At this the senator whips out a batch of PowerPoint slides that he has been presenting to audiences in Wisconsin. He refers to these visits, especially his stops at businesses, as “force multipliers” since they can help inform workers, which “our education system isn’t going to do.”
First up is a line graph that illustrates how federal spending has exploded to 24% of GDP from 2% a century ago. Next, a chart that plots spending and revenue over the past 50 years. Spending has averaged about 20.2% while revenue has trended around 18.1%—regardless of whether the top marginal tax rate was 90% or 28%. “The variation around that mean is tight. We’ve only gone above 20% four times,” he notes.
Then come slides dispelling Democratic myths such as the ones about how Bush tax cuts and the wars in Iraq and Afghanistan blew up the deficit. The tax cuts and war budgets account for just $1.2 trillion of the $5.3 trillion in deficits the Obama administration has run in four years. Republicans during the Bush administration might have been “spending like banshees,” he says, but “they did get the deficit down to $162 billion. Far too high for me, but quaint in comparison to Obama’s record.”

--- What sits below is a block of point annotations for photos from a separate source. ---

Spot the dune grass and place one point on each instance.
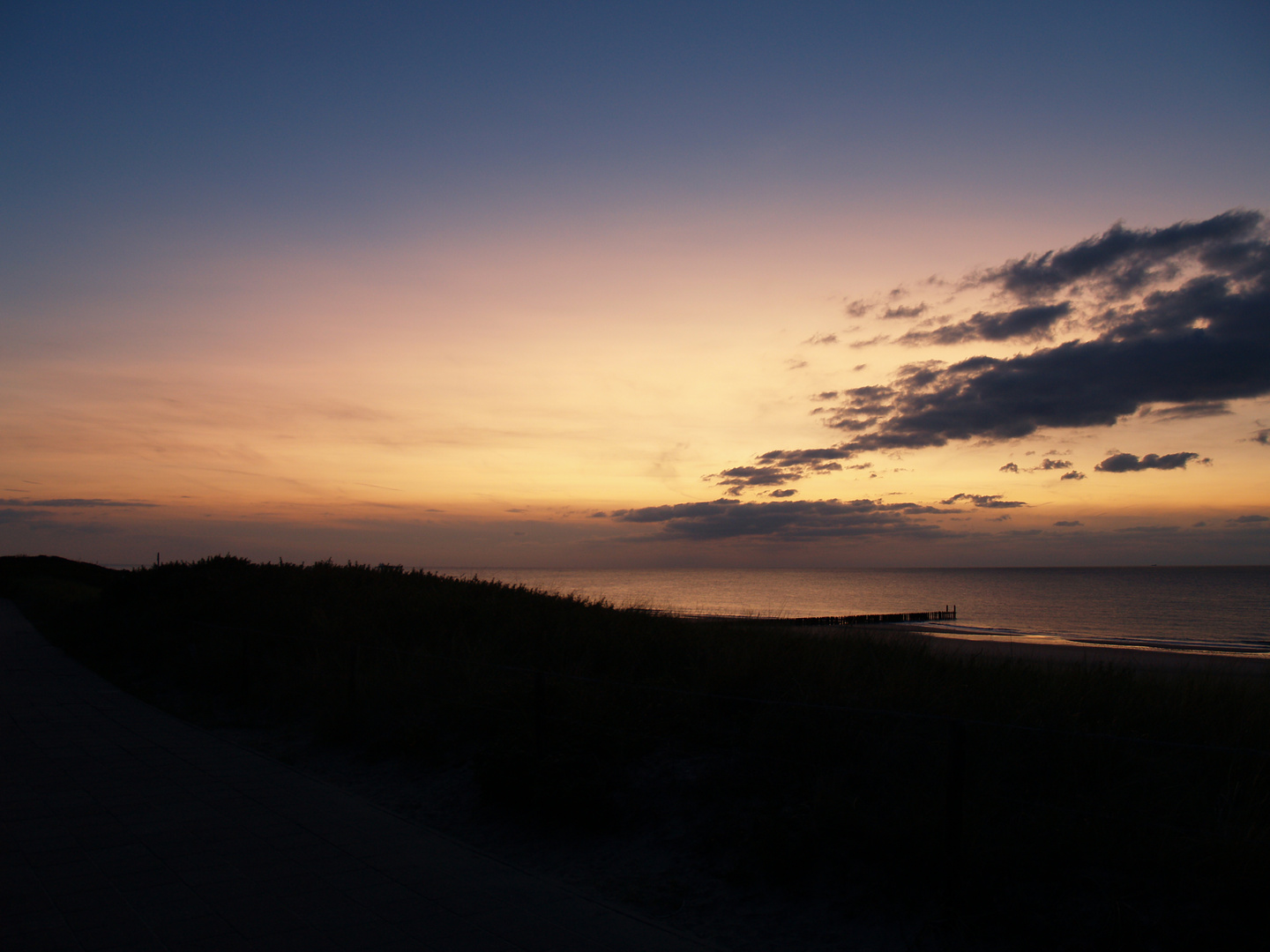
(1102, 807)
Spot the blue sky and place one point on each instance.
(646, 208)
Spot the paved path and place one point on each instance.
(123, 828)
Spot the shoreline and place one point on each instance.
(1052, 649)
(1005, 643)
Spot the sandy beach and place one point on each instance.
(950, 639)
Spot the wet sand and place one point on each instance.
(1048, 649)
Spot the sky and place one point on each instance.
(637, 285)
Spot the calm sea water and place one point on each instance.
(1172, 605)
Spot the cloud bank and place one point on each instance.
(1175, 316)
(785, 521)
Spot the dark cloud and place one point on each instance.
(780, 466)
(1188, 412)
(1030, 323)
(871, 342)
(1128, 462)
(1045, 466)
(1198, 344)
(982, 502)
(1175, 317)
(1123, 260)
(785, 521)
(900, 312)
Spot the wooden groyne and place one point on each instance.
(947, 614)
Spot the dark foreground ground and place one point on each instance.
(757, 788)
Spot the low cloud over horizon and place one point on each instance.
(1177, 316)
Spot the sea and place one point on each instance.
(1209, 607)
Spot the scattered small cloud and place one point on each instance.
(871, 342)
(900, 312)
(1128, 462)
(785, 519)
(1030, 323)
(982, 502)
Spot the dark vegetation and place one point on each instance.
(1102, 807)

As for the “draconian cuts” that Republicans now supposedly want to inflict, spending even under Rep. Paul Ryan’s budget would be $1 trillion higher in 2022 than it is today.
And the idea that asking the wealthy to “pay their fair share,” whatever that is, can solve the deficit? The president’s so-called Buffett Rule to establish a minimum tax rate of 30% for millionaires would raise about $5 billion a year, while allowing the Bush rates to expire for the wealthy might bring in an additional $67 billion. (“I would like to do a Buffett Rule,” Mr. Johnson deadpans. “Just for Buffett.”)
The tax revenue would be a pittance, given that the deficit this year is $1.1 trillion and the national debt is $16 trillion—which, Mr. Johnson notes, will explode under ObamaCare. The Congressional Budget Office projects that the health law will cost $1.7 trillion over the next 10 years. The senator says that’s a lowball estimate and that the gnomes at the CBO are underestimating the incentive for employers to drop their workers onto government-subsidized exchanges. …
The November election offers a clear choice, he says, between “Mitt Romney, who is committed to fixing the problems and willing to take the risk of picking Paul Ryan—who’s willing to take risks,” and Mr. Obama, who “either doesn’t understand” the problems, “which is possible, or he just thinks he can continue to sell the snake oil and hoodwink the American public.” …
Mr. Johnson is optimistic that in the election Republicans can take the Senate, and if they do, he sees a real opportunity to pass Medicare reform a la Paul Ryan’s premium-support plan, as well as move Medicaid to block grants and undertake a Social Security overhaul that includes some means-testing.
Does he really hope to do all three entitlement reforms at once? “As long as you’re doing it, rip the Band-Aid off, get it over with,” he says.
Such reforms will be a heavy lift even if Republicans pick up in the best-case-scenario seven Senate seats, bringing the GOP total to 54. But what if Republicans stay in the minority and, heaven forbid, Wisconsin’s Madison liberal Tammy Baldwin and Massachusetts’ warrior princess Elizabeth Warren win their races?
Mr. Johnson can’t bear to contemplate the prospect. But Republicans will have to work with the other side and build a political consensus regardless of how many Senate seats they win—much like Ronald Reagan did with his 1986 tax reform. …
Hence, the senator thinks it’s crucial that Republicans use the November election to educate the public about economic growth, which as he says, is “the fun way” to reduce the deficit.
“It’s the unpainful way. It’s what President Obama doesn’t have a clue about. I think Mitt Romney and Paul Ryan know about that. And besides that, I think both men are inherently optimistic, which would be helpful. Don’t you think?”